La possibilité de prescrire des antalgiques.

Dans le même ordre d’idée, les kinésithérapeutes demandent également la possibilité de prescrire des antalgiques afin que le patient puisse être soulagé. Ils envisagent aussi des formations spécifiques pour avoir des guidelines de prescriptions de ces antalgiques “Cela nécessite pour les kinésithérapeutes d’avoir un mémo et ou un rappel des antalgiques de classe 1 à prescrire et du protocole à suivre.” explique ainsi Fadela A.

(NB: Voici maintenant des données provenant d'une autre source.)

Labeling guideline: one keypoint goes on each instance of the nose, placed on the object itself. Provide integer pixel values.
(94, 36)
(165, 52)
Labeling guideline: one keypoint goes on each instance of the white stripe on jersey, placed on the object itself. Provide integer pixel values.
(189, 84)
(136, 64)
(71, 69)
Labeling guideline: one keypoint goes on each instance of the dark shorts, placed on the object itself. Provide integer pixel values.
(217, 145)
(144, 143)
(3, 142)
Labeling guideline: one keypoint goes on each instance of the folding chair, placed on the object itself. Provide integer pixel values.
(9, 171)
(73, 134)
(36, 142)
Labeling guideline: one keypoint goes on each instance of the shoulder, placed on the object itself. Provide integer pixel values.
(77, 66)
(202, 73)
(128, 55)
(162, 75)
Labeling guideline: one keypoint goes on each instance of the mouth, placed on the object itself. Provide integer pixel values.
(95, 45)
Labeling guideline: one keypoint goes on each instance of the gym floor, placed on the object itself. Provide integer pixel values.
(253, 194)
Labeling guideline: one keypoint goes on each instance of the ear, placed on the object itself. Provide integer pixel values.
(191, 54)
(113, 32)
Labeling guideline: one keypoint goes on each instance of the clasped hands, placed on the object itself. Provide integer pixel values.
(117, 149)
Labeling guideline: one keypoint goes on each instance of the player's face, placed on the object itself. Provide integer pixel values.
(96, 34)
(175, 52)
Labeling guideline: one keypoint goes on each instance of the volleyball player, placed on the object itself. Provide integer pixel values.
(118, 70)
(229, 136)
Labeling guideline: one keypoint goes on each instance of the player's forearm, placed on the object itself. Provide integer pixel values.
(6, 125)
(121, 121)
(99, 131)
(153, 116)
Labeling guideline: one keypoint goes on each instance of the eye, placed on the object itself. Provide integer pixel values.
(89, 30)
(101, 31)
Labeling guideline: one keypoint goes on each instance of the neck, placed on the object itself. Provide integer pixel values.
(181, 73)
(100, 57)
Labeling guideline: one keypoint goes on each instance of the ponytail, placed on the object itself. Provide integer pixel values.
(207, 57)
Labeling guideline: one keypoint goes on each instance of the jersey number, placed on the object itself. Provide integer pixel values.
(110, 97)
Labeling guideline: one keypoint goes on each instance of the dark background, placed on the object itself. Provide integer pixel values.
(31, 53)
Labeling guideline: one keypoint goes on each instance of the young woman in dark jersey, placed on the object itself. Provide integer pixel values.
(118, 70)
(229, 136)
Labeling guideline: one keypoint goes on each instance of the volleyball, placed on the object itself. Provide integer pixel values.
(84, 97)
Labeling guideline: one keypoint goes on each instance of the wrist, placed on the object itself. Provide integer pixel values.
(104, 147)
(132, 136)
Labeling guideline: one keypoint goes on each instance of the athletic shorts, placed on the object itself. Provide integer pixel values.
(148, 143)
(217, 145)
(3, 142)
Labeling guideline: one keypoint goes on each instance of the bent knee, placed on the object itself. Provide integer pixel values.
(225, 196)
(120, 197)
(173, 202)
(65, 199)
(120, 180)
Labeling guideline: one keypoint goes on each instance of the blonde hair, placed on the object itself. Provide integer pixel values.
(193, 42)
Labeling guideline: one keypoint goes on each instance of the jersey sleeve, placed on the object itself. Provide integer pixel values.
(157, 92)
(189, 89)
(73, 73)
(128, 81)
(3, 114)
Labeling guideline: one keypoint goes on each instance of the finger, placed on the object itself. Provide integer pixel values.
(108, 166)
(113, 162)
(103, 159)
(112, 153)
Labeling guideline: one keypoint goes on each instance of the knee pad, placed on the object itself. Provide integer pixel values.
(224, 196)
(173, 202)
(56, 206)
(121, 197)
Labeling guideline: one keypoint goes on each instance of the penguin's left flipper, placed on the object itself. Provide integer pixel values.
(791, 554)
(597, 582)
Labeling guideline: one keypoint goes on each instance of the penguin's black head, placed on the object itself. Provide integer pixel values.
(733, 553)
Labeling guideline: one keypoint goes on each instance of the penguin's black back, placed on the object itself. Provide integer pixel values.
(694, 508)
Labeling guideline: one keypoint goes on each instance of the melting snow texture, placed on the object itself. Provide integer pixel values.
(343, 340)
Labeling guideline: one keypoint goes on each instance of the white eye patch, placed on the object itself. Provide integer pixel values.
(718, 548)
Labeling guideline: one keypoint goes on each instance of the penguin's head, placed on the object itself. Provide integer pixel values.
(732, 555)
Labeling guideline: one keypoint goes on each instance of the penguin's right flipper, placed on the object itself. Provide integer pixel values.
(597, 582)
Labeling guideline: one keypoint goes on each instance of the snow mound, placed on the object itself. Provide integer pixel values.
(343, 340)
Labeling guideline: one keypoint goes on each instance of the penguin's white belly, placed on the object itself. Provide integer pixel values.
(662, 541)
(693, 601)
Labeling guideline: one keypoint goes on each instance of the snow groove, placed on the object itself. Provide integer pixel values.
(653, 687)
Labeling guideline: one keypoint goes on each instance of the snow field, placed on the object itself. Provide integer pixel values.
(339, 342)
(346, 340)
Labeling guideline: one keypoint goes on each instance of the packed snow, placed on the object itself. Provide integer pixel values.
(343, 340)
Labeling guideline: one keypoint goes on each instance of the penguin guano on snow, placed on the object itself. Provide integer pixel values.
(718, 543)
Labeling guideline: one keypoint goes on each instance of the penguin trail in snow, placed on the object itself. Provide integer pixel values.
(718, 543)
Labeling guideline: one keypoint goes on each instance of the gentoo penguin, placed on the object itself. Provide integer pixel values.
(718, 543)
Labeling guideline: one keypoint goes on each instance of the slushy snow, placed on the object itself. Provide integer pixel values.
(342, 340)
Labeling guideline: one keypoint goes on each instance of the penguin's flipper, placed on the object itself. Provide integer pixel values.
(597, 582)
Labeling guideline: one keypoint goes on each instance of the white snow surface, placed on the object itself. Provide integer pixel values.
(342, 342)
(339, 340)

La possibilité de prescrire des arrêts de travail

Dans la suite logique, les kinésithérapeutes expriment leur souhait de pouvoir prescrire des arrêts de travail lorsque la situation l’exige et afin que les patients n’aient pas à repasser par la case médecin lorsque l’arrêt est nécessaire. “Totalement pour ! De nombreux patients nous sollicitent déjà à ce propos. Assumons pleinement ce rôle avec une mise à niveau pour ceux qui sont pour mais se sentent un peu démunis. Au sein d’un protocole incluant la prescription médicamenteuse d’antalgiques et d’arrêt de travail de courte durée.” Résume Paul-Emmanuel T.

Une communication accrue.

Certains demandent à ce qu’un effort soit fait en termes de communication afin de valoriser les compétences du kinésithérapeute, notamment face aux praticiens alternatifs. Comme le dit Christophe P. : “Il faut que l’on revienne dans l’esprit des citoyens non patients que le kiné est un partenaire essentiel et non invasif de sa santé et bien être.

Une valorisation financière de l’acte.

Enfin, certains demandent une valorisation spécifique de ce nouvel acte.

Les questions des kinésithérapeutes.

Outre ces demandes, les kinésithérapeutes favorables à l’accès direct se posent néanmoins des questions sur le dispositif et tout particulièrement sur deux aspects :

  • Le remboursement des patients : nombreux sont les kinésithérapeutes à juger le remboursement des patients qui les consulteront en accès direct nécessaire afin de valoriser le dispositif qui doit s’intégrer en cohérence dans le schéma actuel de santé publique..
  • Les obligations et l’encadrement du dispositif : certains se demandent si ce dispositif ne sera pas réservé aux kinés exerçant en MSP ou en CPTS  et ce que cela va changer en termes de parcours de soin. Ils se posent également des questions sur le cadre légal, sur l’obligation d’accueillir des patients en urgence, d’assurer des gardes ainsi que sur les assurances (permanence des soins).

 

Les réserves des kinésithérapeutes.

Une faible proportion des kinésithérapeutes ayant répondu à notre enquête s’est déclarée contre l’accès direct et ce pour trois raisons majeures :

  • Le manque de formation : certains (des kiné-ostéopathes qui pratiquent déjà l’accès direct par la force des choses) estiment que les kinés ne sont pas assez formés aux urgences.
  • Des cabinets d’ores et déjà saturés.L’accès direct n’a d’intérêt si vous pouvez recevoir le patient rapidement. Avec 1 à 2 semaines d’attente en permanence c’est compliqué. Les patients vont prendre les cabinets pour les urgences et nous allons supporter leur mécontentement d’autant plus.” explique Arnaud G.
  • Un dispositif qui ne remplace pas l’éducation des patients : Je pense que l’accès direct des patients aux kinésithérapeutes dans les cas d’entorses et de lombalgies chroniques est une fausse bonne idée. A mon sens, ce n’est pas ce qui va désengorger les urgences. Pour cela, je pense que la meilleure solution est l’éducation des patients, de la population (ce qui nous incombe aussi) que ce soit en matière de soins ou financièrement.” explique Marie L.